É assim que o colombiano analisa Romano Vega coordenador global do MSP, em entrevista ao Outra Saúde . As razões centrais para os prolongados problemas de saúde pública são, na sua avaliação, duas: “O capitalismo extrativista transnacional e as forças de um bloco central imperial global, através de diferentes procedimentos e estratégias, a conquista da Saúde para Todos”.
Para Román, os fenómenos de financeirização da economia conduziram à crise ecológica que atravessamos. “Assim como têm privatizado e comercializado os serviços de saúde e destruindo a dinâmica da soberania alimentar dos povos, através da agroindústria intensiva, das monoculturas, da destruição das florestas, das águas e da biodiversidade como um todo”.
Em contraste com esta dinâmica, mais de 600 activistas de mais de 60 países reuniram-se em Mar del Plata, num contexto político complicado na Argentina, hoje sob o governo ultraliberal de Javier Milei. “Foi uma assembleia muito combativa, solidária, esperançosa e inspiradora. Acho que essas quatro palavras resumem o sentimento de quem considera o evento um sucesso”, comemorou Román.
O papel da América Latina
O movimento teve origem em Bangladesh e a influência de ativistas indianos é notável em sua história. Mas com a liderança de Román Vega, o MSP vem se expandindo e se fortalecendo em terras latino-americanas. “A presença majoritária na Assembleia foi de ativistas de quase todos os países latino-americanos, diversos em termos de origem cultural e social”, afirmou. E a chegada da luta pela Saúde para Todos a este lado do mundo trouxe novas contribuições.
“Por exemplo”, diz Román, “o movimento agroecológico na América Latina consolidou uma forte aliança e presença. Ajuda-nos a ver as implicações do extrativismo nos processos agrícolas e na soberania alimentar, além de construir estratégias agroecológicas comuns para enfrentar o envenenamento da água, a destruição de seres vivos por pesticidas, o controle de transnacionais de fertilizantes e sementes, etc.”

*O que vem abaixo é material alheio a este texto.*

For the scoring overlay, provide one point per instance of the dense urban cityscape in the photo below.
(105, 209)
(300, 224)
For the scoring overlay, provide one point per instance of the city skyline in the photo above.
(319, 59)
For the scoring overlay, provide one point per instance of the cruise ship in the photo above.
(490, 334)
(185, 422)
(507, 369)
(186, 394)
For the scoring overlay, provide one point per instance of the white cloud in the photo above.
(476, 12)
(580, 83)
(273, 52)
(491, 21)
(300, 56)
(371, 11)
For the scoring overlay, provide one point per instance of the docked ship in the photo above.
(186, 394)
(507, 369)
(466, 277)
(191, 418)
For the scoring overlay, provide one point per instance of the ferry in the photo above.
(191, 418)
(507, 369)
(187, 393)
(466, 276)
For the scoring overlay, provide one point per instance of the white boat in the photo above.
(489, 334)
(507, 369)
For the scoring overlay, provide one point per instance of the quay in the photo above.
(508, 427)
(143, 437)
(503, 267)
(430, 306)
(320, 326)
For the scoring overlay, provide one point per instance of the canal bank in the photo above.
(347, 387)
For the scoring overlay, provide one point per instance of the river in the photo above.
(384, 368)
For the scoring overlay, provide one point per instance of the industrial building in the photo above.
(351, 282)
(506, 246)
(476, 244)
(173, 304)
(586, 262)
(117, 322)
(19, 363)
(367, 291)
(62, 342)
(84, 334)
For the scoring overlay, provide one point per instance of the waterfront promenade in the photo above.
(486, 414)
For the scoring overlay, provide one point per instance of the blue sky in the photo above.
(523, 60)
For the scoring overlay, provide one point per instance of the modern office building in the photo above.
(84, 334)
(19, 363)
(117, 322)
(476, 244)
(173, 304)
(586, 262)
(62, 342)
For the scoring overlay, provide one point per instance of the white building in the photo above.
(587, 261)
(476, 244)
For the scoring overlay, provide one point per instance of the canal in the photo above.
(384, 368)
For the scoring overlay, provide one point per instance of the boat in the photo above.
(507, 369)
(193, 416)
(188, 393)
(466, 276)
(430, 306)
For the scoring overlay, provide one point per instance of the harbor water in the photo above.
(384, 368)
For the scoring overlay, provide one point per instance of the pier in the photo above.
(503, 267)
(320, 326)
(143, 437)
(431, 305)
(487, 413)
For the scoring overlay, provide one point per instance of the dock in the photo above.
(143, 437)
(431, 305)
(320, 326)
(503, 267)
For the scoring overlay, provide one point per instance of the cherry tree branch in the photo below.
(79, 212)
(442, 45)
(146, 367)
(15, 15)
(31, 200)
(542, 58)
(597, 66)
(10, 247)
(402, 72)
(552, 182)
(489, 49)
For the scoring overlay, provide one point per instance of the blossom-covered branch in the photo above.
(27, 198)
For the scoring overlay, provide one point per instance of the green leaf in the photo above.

Outra importante contribuição latino-americana veio com o movimento da economia social e solidária. Segundo Román, o objetivo é criar a Universidade do Bem Viver, “como um processo interdisciplinar e transdisciplinar que nos ajude a compreender as condições para um mundo ecologicamente sustentável”, destacou. Seu discurso ajuda a compreender outro conceito importante discutido na Assembleia: o de One Health, ou seja, o reconhecimento de que a saúde humana está intrinsecamente ligada à saúde animal e ao meio ambiente.
Solidariedade com o povo palestino
Uma preocupação esteve presente durante a produção e execução do evento. Os representantes do MSP Palestina não conseguiram chegar à Argentina, impedidos pela guerra que o governo israelense impõe ao seu território. Os corações e as mentes dos activistas presentes na Assembleia não permitiram que o horror que hoje acontece em Gaza fosse esquecido.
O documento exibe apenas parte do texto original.